After watching them on TV, here are my thoughts on the semis of the Euroleague Final 4.

First let me post the results 

Siena-Treviso 62-65
Barcelona-Moscow 76-71

My thoughts:

-Treviso played godly in the first quarter, hitting shots and defending well but they'll have troubles guarding the Barca's big men

-Siena played their heart out but relied too heavily on Alphonso Ford (4/19)

-Vrbica Stefanov has to be one of the most underrated PG in Europe, he had an excellent game. He dished and penetrated at will in Treviso's D

-Tyus Edney has to be one of the worst defending PG in Europe. He made Stefanov look like Jason Kidd.
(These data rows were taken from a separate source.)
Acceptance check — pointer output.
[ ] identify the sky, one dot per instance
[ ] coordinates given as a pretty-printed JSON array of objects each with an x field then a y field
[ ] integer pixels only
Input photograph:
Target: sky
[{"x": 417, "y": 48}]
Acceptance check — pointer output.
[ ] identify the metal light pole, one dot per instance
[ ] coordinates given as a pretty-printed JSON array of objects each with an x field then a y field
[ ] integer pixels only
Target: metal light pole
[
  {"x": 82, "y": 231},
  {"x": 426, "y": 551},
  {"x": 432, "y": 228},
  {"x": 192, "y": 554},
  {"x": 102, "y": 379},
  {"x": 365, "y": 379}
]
-Denis Marconato was the best player on the floor . He controlled the paint, shot well and did not crack under pressure 

-Trajan Langdon deserves another shot at the L : he didn't have a great game but you can see he's a wonderful shooter and it looks as if he has learned to drive more.

On to the other semi:

-Dejan Bodiroga is sooooo protected by the refs it's not even funny. Every time there was the slightest contact on him, the refs called a foul. Made me scream at the firggin TV set.

-How the heck is J.R. Holden not in the NBA??

-How the heck is Gregor ****a not in the NBA??

-I'm becoming very skeptical about Anderson Varejao's game. He got outplayed by Darius Songaila and generally looked very soft against Moscow's big men. IMO he's not worthy of a lottery pick.

-Victor Khryapa owned Bodiroga on D, forcing him to pass and dribble too much. He was domianting the defensive boards and hit the shots he had to make. If scouts were in the stands (and I'm there were some) they should be convinced he's a better prospect than Varejao (even though he won't declare this year).

-Sergei Monya has a bright future ahead of him too.

-My prediction for the final : Barcelona 84-Treviso 87 

For those of you who watched the games, go ahead and post yout thoughts!!! Don't be shy!!!


----------



## JGKoblenz (Jul 19, 2002)

> Originally posted by <b>starvydas</b>!
> 
> -I'm becoming very skeptical about Anderson Varejao's game. He got outplayed by Darius Songaila and generally looked very soft against Moscow's big men. IMO he's not worthy of a lottery pick.


You must understand the concept of *potential*. That's what scouts look first, not how they are playing at the moment.

Skita was drafted at 5 and he wasn't playing in his European team. Varejao is playing in Barcelona a top team in Europe with great players at every position. That alone is a great acomplishment. If he stayed in Brazil he probably would have huge numbers. :yes: Once he gains more upper body strength you will stop to calling him soft, I watched the kid and I know he plays with huge intensity. 

Why do you think he won't declare?

According to NBADraft.net he already declared, here is the link:

http://www.nbadraft.net/2003earlyentry.htm


----------



## Zalgirinis (Feb 18, 2003)

*Re: Re: Final 4 weekend: Everybody post your thoughts! Come on guys!*

I've seen only second semi. I was supporting both Lithuanian players. It wasnt Saras day and Songaila was good, but missed very important 3 and did crucial mistake, when Navaro stole the ball. Holden played good, but hes too selfish for European team, I think sometimes it hurted CSKA. Refs work was pathetic. If two stay silence, the third will definetly will call a foul, not looking that hes standing 10 metres from the place... Thats why 3 refs sucks in Euroleague, I never found any advantage of 3 refs here. Maybe it fits in NBA, but why to copy it?


----------



## starvydas (Jul 16, 2002)

*Re: Re: Final 4 weekend: Everybody post your thoughts! Come on guys!*



> Originally posted by <b>JGKoblenz</b>!
> 
> 
> You must understand the concept of *potential*. That's what scouts look first, not how they are playing at the moment.
> ...


JG, as a Brazilian I know you're rooting for Varejao which is absolutely legit (as a French, I do the same thing for TP) but you also have to acknowledge a player's flaws.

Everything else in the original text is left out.